Il y a l’admiration chez tous ceux qui ne partent pas : on est un héros, rien qu’en faisant sa valise. Cette nuit, Seigneur, cette veille de premier départ, cette nuit blanche comme une lumière de midi africain, je voudrais pouvoir changer d’avis sans avoir l’air de ce que je suis : lâche. » (14)
« Photographe de guerre, on se crée des amours sur place.
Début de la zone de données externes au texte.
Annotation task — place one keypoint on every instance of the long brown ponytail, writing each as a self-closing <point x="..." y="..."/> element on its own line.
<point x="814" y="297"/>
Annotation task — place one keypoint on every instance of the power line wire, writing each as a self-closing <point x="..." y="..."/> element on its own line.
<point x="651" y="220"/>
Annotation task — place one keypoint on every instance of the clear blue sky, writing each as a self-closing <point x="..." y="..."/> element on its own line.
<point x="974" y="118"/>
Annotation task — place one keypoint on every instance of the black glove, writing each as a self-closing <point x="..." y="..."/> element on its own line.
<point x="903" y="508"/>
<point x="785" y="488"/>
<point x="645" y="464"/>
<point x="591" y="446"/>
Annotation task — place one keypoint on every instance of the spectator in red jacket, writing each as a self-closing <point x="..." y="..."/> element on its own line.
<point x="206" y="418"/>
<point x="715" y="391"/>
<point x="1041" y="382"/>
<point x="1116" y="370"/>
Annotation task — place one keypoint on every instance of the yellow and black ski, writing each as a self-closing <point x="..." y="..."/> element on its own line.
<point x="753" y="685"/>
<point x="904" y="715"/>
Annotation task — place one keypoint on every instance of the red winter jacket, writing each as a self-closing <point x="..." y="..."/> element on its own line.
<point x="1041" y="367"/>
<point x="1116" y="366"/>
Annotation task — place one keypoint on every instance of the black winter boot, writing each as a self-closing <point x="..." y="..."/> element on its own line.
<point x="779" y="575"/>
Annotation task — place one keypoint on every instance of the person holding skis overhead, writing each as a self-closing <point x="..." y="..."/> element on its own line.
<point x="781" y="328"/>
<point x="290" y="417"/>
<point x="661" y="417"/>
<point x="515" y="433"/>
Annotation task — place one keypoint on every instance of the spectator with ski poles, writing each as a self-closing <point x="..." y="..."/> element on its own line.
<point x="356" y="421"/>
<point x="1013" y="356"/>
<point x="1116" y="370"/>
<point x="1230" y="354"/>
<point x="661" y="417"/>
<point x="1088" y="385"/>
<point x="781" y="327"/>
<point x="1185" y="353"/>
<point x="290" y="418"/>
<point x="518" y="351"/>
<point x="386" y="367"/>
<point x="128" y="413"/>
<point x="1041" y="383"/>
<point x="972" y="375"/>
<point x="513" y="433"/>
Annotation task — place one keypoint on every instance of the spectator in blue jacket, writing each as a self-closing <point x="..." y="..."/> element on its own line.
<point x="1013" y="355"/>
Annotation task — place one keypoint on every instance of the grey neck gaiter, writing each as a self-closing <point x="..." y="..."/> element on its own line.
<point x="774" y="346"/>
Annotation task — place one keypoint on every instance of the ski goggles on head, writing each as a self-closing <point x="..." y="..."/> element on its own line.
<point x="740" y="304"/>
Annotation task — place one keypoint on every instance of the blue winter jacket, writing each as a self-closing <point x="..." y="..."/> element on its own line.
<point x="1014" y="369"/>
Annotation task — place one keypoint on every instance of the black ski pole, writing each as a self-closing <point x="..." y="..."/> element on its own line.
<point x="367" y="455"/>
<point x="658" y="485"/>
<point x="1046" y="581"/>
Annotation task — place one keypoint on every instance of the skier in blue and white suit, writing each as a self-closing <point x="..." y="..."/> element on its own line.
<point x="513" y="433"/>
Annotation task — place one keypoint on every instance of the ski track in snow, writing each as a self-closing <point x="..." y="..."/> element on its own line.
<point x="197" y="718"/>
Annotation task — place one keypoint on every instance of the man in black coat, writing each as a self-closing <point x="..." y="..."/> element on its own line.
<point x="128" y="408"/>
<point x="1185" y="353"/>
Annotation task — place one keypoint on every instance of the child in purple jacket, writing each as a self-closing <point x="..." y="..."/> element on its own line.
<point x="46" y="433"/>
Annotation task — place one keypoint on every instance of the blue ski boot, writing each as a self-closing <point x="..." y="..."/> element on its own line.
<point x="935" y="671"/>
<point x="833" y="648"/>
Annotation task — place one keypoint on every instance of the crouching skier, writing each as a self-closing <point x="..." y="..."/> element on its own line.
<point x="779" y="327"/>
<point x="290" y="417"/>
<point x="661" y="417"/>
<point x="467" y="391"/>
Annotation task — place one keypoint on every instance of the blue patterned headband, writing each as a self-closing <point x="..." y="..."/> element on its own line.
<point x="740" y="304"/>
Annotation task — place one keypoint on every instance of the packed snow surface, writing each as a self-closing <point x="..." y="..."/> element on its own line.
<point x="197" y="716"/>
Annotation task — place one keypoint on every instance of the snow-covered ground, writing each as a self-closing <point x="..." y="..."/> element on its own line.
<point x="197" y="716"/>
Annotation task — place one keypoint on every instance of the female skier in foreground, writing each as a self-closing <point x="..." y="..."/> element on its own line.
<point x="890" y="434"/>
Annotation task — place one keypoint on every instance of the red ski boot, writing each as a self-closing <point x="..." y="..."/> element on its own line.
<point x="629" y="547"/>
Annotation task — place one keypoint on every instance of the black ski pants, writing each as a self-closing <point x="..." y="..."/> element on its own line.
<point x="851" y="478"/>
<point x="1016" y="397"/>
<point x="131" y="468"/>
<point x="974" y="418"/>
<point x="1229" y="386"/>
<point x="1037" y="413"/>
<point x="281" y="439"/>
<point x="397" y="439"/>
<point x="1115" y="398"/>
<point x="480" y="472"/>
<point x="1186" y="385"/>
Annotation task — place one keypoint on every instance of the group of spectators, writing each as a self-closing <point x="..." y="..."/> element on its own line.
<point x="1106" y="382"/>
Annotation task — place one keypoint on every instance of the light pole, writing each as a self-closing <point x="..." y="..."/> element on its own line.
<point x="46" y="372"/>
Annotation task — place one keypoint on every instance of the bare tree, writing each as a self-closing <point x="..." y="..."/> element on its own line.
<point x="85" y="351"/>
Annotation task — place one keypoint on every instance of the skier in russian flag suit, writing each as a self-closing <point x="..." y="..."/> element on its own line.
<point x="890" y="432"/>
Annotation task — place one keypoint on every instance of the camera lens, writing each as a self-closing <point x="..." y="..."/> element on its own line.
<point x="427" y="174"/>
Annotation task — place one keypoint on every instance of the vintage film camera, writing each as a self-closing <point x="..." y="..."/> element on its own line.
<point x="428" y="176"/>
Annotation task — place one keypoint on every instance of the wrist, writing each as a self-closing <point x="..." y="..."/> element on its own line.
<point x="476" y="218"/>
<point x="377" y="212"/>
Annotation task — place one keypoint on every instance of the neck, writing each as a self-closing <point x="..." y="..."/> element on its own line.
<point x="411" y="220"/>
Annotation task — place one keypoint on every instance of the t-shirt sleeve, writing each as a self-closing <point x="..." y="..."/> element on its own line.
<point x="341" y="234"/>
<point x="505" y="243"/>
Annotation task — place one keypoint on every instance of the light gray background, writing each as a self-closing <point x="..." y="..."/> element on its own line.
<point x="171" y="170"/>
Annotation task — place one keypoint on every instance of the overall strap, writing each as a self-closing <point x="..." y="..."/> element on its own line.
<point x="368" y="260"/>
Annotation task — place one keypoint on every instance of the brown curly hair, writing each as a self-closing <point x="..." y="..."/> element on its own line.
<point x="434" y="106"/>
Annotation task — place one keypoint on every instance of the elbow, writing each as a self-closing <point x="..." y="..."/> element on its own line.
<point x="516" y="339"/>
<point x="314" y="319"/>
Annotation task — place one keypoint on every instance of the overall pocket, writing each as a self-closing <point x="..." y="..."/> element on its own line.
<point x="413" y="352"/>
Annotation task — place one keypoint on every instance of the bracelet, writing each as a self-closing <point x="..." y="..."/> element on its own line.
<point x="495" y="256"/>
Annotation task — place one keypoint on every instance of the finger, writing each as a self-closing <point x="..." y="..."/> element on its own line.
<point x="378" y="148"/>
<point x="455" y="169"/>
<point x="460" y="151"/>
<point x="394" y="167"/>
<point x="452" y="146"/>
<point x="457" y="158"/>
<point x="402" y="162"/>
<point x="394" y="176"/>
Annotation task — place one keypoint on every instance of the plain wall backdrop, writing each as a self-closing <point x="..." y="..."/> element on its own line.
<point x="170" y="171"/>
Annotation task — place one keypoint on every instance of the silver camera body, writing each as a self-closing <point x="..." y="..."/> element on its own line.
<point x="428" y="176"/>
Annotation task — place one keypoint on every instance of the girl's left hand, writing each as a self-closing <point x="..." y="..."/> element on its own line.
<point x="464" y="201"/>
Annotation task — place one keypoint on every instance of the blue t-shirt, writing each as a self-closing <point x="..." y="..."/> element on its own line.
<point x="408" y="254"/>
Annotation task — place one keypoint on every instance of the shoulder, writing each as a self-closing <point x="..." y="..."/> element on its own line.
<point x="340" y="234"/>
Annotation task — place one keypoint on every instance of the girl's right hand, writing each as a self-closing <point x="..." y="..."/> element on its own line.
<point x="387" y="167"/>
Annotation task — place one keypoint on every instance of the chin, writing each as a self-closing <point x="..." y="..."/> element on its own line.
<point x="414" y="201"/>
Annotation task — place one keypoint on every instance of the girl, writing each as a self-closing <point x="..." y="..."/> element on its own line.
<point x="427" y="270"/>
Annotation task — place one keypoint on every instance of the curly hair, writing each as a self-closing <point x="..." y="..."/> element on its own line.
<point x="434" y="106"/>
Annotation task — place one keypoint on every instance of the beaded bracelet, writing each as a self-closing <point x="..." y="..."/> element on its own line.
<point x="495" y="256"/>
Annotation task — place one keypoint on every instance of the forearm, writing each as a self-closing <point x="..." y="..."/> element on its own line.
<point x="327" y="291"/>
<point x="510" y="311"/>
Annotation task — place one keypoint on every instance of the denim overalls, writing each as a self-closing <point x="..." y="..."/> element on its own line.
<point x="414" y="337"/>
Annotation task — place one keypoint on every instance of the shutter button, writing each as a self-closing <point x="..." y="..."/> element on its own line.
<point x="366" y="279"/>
Des amours qui prennent des allures de passion pour garder la vie, et qui durent le temps d’un reportage, parce que chacun reprend son avion pour ailleurs, parce qu’à laisser des bouts de cœur aux quatre coins du monde, on se dit qu’on ne va plus en avoir du tout…
Alors, on donne de moins en moins.
Je ne connais pas beaucoup de photographes doués en amour.
Nous quittons ceux qui nous aiment.
Ceux que nous aimons nous quittent.
On rentre au bercail et le bercail s’est vidé.
On le sait.
On le savait avant.
Les questions, on se les pose plus tard, quand il est trop tard.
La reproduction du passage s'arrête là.